You have to install tcl-tk from homebrew first and then reinstall Python (example with Python version 3.12.1):
brew install tcl-tk
pyenv uninstall 3.12.1
pyenv rehash
env PYTHON_CONFIGURE_OPTS=" \
--with-tcltk-includes='-I${HOMEBREW_PREFIX}/opt/tcl-tk/include' \
--with-tcltk-libs='-L${HOMEBREW_PREFIX}/opt/tcl-tk/lib -ltcl8.6 -ltk8.6' \
--enable-optimizations --enable-framework=${HOME}/Library/Frameworks" \
CFLAGS="-I$(brew --prefix xz)/include" \
LDFLAGS="-L$(brew --prefix xz)/lib" \
PKG_CONFIG_PATH="$(brew --prefix xz)/lib/pkgconfig" \
pyenv install 3.12.1
pyenv rehash
Note that tcl-tk is keg-only in homebrew. env in the command above allows using the homebrew version with Python while not interfering with the macOS provided Tcl/Tk installation.
Linux#
On Linux, one can also use exactly the same procedure with Conda as for Windows (see above):
Instead of conda, one can also install the C++/C-libraries with apt or apt-get (Ubuntu):
sudo apt-get install libproj-dev proj-data proj-bin libgeos++-dev
or any other package manager such as homebrew.

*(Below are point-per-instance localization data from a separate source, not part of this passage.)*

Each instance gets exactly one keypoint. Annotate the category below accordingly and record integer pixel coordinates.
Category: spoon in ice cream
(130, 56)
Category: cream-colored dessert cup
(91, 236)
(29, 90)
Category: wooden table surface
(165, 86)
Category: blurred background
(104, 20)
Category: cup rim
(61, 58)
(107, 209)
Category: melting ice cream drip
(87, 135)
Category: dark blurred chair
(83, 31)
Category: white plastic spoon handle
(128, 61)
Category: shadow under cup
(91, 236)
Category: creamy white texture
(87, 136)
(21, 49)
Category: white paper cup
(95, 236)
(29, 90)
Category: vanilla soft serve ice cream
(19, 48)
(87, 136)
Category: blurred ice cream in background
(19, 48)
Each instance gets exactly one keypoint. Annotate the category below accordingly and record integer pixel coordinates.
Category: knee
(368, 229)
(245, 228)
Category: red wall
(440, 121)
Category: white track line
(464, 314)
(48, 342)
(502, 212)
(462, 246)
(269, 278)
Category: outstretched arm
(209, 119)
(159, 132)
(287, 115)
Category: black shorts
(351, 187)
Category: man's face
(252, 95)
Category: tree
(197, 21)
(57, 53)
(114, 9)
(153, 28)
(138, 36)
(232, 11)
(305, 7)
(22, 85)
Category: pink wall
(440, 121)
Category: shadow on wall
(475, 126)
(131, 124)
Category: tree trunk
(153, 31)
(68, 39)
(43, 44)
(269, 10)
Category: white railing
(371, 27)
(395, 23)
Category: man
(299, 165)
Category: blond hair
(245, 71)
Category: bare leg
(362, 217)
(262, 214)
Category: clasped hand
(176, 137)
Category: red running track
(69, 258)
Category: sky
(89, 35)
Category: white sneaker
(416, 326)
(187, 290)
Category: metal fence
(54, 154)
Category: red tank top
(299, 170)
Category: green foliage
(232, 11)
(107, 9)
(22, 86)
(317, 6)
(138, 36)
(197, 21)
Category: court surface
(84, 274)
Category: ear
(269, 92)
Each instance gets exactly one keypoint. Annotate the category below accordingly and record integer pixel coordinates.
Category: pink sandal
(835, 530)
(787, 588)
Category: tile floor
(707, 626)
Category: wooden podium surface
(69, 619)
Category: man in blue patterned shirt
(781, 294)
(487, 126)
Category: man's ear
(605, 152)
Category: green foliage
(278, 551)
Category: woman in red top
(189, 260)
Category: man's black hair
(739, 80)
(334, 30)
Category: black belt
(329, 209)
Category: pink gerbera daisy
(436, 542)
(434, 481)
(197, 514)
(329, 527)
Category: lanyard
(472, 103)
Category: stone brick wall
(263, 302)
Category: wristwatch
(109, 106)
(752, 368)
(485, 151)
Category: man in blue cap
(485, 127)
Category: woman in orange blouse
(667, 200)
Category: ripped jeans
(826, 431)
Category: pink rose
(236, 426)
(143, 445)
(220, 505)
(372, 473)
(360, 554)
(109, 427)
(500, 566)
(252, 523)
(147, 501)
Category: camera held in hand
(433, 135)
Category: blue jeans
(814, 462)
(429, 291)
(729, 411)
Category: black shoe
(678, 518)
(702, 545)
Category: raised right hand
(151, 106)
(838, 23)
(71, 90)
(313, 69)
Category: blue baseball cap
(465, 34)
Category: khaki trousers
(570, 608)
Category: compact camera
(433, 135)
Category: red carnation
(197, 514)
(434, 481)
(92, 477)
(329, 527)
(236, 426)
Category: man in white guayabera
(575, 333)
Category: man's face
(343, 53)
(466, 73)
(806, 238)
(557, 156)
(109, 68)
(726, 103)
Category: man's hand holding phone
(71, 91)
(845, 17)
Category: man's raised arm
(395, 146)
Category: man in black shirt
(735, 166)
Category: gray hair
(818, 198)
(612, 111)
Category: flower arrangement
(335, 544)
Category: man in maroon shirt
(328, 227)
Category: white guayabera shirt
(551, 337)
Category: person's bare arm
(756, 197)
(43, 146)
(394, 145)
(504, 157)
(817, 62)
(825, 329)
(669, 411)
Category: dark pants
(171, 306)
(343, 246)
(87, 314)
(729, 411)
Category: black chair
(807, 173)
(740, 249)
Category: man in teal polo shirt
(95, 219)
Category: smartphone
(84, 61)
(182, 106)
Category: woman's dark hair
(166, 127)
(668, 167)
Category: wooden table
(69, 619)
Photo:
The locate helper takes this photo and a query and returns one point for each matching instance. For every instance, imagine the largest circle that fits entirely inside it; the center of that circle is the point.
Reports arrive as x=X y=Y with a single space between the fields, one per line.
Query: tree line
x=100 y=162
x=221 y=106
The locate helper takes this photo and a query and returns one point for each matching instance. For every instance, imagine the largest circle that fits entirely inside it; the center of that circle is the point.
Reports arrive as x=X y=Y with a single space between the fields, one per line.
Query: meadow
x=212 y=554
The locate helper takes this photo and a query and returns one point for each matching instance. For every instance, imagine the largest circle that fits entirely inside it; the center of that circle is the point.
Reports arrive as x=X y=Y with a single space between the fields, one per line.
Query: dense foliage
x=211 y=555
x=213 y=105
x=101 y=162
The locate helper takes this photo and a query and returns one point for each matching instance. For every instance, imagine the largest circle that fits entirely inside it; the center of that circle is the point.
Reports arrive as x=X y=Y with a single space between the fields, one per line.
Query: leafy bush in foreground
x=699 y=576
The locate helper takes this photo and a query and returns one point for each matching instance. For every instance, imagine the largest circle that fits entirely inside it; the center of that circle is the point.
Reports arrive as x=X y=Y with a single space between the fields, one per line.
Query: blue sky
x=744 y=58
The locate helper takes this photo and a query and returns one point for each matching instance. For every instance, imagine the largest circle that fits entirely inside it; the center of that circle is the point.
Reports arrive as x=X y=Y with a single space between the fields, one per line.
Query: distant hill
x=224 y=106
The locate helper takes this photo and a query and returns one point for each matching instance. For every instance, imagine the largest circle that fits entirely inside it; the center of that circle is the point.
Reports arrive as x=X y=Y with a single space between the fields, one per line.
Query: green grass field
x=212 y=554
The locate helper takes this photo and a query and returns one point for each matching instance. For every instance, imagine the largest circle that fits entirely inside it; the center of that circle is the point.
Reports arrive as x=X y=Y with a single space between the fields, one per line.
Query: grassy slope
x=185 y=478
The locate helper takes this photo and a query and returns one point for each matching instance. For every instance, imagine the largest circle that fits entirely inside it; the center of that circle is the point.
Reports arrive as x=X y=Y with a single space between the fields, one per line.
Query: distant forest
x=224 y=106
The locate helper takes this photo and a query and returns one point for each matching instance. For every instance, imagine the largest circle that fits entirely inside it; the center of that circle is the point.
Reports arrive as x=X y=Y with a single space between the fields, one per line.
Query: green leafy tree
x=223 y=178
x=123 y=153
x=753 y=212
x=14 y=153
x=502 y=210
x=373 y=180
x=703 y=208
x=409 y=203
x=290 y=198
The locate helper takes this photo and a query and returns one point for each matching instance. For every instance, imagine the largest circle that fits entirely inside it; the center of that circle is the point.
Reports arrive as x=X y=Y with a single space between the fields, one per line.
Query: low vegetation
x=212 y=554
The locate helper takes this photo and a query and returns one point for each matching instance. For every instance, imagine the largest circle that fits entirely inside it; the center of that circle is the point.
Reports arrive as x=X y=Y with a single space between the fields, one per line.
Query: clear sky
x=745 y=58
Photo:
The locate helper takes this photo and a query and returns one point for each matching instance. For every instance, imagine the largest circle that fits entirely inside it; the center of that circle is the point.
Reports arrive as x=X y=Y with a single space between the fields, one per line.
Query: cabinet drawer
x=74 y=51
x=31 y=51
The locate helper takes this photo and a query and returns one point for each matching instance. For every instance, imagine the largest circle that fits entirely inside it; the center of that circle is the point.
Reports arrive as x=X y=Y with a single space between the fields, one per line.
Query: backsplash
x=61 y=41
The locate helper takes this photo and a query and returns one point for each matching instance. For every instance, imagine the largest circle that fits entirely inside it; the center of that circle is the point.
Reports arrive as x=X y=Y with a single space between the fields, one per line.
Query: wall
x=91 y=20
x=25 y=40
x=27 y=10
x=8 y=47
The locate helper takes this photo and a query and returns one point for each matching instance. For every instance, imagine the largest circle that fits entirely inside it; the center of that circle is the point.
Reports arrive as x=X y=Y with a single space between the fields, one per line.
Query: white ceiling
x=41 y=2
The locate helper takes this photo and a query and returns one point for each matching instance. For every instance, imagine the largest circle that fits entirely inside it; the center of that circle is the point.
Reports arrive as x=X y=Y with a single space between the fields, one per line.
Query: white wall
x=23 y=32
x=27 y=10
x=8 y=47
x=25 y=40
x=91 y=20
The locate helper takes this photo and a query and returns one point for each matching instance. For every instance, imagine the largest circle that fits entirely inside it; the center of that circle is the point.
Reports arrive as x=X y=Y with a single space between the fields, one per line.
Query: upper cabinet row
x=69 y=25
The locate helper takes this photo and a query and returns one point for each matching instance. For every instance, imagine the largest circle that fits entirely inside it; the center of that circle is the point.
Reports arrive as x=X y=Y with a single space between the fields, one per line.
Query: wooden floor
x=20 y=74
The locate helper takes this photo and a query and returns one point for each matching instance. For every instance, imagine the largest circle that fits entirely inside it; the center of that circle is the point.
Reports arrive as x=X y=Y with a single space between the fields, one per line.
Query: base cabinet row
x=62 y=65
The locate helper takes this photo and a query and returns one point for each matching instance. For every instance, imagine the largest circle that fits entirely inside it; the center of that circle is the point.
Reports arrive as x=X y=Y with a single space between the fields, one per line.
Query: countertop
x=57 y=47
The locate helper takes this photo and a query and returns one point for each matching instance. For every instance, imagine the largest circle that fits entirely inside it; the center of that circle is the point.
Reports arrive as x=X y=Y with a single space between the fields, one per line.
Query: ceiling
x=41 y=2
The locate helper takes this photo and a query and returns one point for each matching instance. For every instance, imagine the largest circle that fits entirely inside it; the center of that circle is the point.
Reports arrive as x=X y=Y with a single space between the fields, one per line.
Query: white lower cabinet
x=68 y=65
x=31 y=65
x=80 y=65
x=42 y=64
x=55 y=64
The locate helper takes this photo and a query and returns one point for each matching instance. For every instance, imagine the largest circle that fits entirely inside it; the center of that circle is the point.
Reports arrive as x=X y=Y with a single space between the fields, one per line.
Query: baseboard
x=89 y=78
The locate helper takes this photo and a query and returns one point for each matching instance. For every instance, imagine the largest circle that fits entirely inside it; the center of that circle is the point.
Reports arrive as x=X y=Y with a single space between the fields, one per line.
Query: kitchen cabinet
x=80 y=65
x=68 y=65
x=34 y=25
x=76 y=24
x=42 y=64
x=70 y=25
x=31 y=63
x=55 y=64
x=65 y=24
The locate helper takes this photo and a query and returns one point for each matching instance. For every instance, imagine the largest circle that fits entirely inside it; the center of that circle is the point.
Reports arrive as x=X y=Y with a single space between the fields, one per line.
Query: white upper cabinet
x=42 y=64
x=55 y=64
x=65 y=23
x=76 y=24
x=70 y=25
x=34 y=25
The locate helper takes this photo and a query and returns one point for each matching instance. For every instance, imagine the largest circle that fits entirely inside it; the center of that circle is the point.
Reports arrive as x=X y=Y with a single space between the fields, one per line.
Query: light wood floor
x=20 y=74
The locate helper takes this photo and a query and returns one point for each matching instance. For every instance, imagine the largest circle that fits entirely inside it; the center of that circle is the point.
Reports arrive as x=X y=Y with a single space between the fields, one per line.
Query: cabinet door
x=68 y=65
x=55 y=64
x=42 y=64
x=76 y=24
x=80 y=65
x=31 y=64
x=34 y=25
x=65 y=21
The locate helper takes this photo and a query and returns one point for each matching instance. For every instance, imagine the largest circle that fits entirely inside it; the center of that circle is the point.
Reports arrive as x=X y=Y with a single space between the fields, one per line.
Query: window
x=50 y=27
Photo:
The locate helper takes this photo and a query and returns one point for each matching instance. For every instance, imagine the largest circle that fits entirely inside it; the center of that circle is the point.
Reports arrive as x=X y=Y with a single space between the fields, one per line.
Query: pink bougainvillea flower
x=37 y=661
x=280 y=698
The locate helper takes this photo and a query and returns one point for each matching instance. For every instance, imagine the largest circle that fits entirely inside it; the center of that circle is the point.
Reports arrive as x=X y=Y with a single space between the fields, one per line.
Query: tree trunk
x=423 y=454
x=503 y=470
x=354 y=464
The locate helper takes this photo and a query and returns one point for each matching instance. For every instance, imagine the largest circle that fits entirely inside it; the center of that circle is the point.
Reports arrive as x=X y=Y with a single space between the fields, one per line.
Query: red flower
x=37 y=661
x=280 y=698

The Python packages are then installed as for macOS (see above):
pip install numpy scipy matplotlib netcdf4 pykdtree
pip install --upgrade cython pyshp six
# shapely needs to be built from source to link to geos. If it is already
# installed, uninstall it:
[[ -z $(pip freeze | grep shapely) ]] && pip uninstall -y shapely
pip install shapely --no-binary shapely
pip install cartopy
pip install ncvue
ncvue
uses the “themed Tk” (“ttk”) functionality of Tk 8.5. Linux
users might need to update their (very old) Tk installations.